I share many reservations about the code shown in the mock test #1 for C at TutorialsPoint. Using code that is not valid for C99, let alone C11 or C17, is weird. Code from the last millennium should not still be being taught to new programmers — except as object lessons in how the language has changed since it was first standardized.
This SO question originally discussed Q3 of the mock test, but the SO question and primary answer have since been amended to remove the commentary on that one question.
The code for Q3 is:
#include<stdio.h>
main()
{
char s[]="hello", t[]="hello";
if(s==t){
printf("eqaul strings");
}
}
The arrays s
and t
must be at different locations; they are separate arrays, initialized by the same string, but still separate arrays and hence stored at separate addresses. The conditional compares the addresses at which the arrays are stored (string comparison would use strcmp()
or equivalent), and the arrays are stored at separate addresses so the result of the comparison is false.
- Consequently, the only correct answer is C — No Output.
- This is the answer given by TutorialsPoint in their key.

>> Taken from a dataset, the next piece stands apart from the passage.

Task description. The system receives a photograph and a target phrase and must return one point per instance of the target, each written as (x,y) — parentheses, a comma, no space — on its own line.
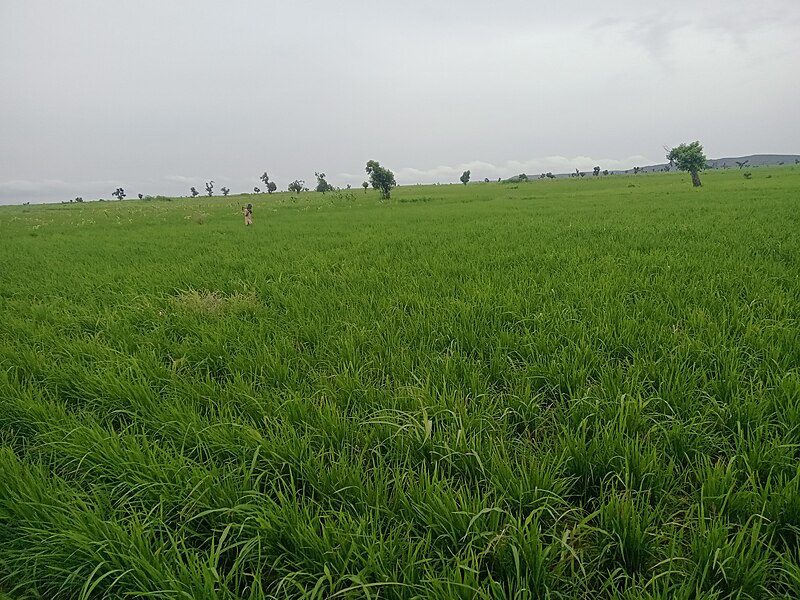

There was some discussion on SO of string literals and the fact that they can be stored in the same location. However, that discussion was misguided; it doesn't apply to this code. The strings used to initialize the arrays may be colocated, but the arrays themselves cannot be colocated. However, suppose that the definitions were of pointers, not arrays:
char *s = "hello", *t = "hello";
Now it is quite possible that s
and t
contain the same address, though it is also possible that they contain different addresses. (The addresses of s
and t
must be different; they're two separate pointer variables).
But the array initializers in the code in the question must initialize two separate arrays, and those separate arrays must be stored at separate addresses, and hence the comparison s == t
in the question must be false, so nothing is printed.